You are downcasting and you try to cast a supertype to a subtype, thats why it does well during compilation but fails at runtime with ClassCastException.
You can call:
System.out.println(a.getData());
after removing the line where you try to cast the types
Please explain me below situation
What would be the output?
interface A{}
class B implements A{}
class C extends B{}
class D extends C{}
class E extends D{
public static void main(String args[]){
C c = new C();
B b = c;
A a = (E)c;
a = (B)c;
c = (C)(B)c;
}
}
Being completely strict, that' won't compile because in line 4 you type Class instead of class
Class D extends C{}
And later you define twice a and c
C c = new C(); // once
B b = c;
A a = (E)c; // once a
A a = (B)c; // twice c
C c = (C)(B)c; // twice
Now assuming those were typos the output would be ClassCastException because c can't be casted to E.
When you perform a cast is like you were saying: "I'm the programmer and I know this is a..." ____(put your class here) And the compiler will allow you compile.

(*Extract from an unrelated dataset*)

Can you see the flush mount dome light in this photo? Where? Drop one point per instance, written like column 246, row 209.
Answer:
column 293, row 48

But if in runtime the instance is not really a ____ ( an E in this case, which is not ) then it will throw ClassCastException.
The program won't fail with A a = ( B ) c; because c is an instance of C which is a subclass of B.
You can say that, C is a B. To understand it better think on the following declaration:
class Employee extends Object {
}
Every Employee is an Object so the cast will succeed, actually is it so clear that it will succeed that you don't even need to put the cast operator ().
Employee e = new Employee();
Object o = ( Object ) e; // or much better:
Object o2 = e; // no cast needed when assigning to superclass.
But not necessarily an Object is an Employee.
Object o = ....
Employee e = ( Employee ) o; // will fail if o was not created as an Employee.
That's why A a = ( E ) c; fail, because, the reference c was not created as an E
I hope that helps.
ClassCastException at A a = (E)c;
Without actually trying it, I'll go out on a limb and say that this line will cause two compiler errors:
C c = (C)(B)c;
You're declaring the variable 'c' twice.
You can't cast from B to C.
And if you actually put a double cast like that into a real project, then you deserve to get your ass kicked.
The object c is created as a new C. Since C extends B it is no problem assigning it to a variable of type B. However C knows nothing about E, so you can't cast here. You can only do this with super-classes. Since A is the absolute top level it is fine to assign any objects of the types you have defined to it.
I think there's no output. Because you didn't tell it where the entry point is.
If you did specify the main class as D E, there would still be no output since all those classes extend an empty class.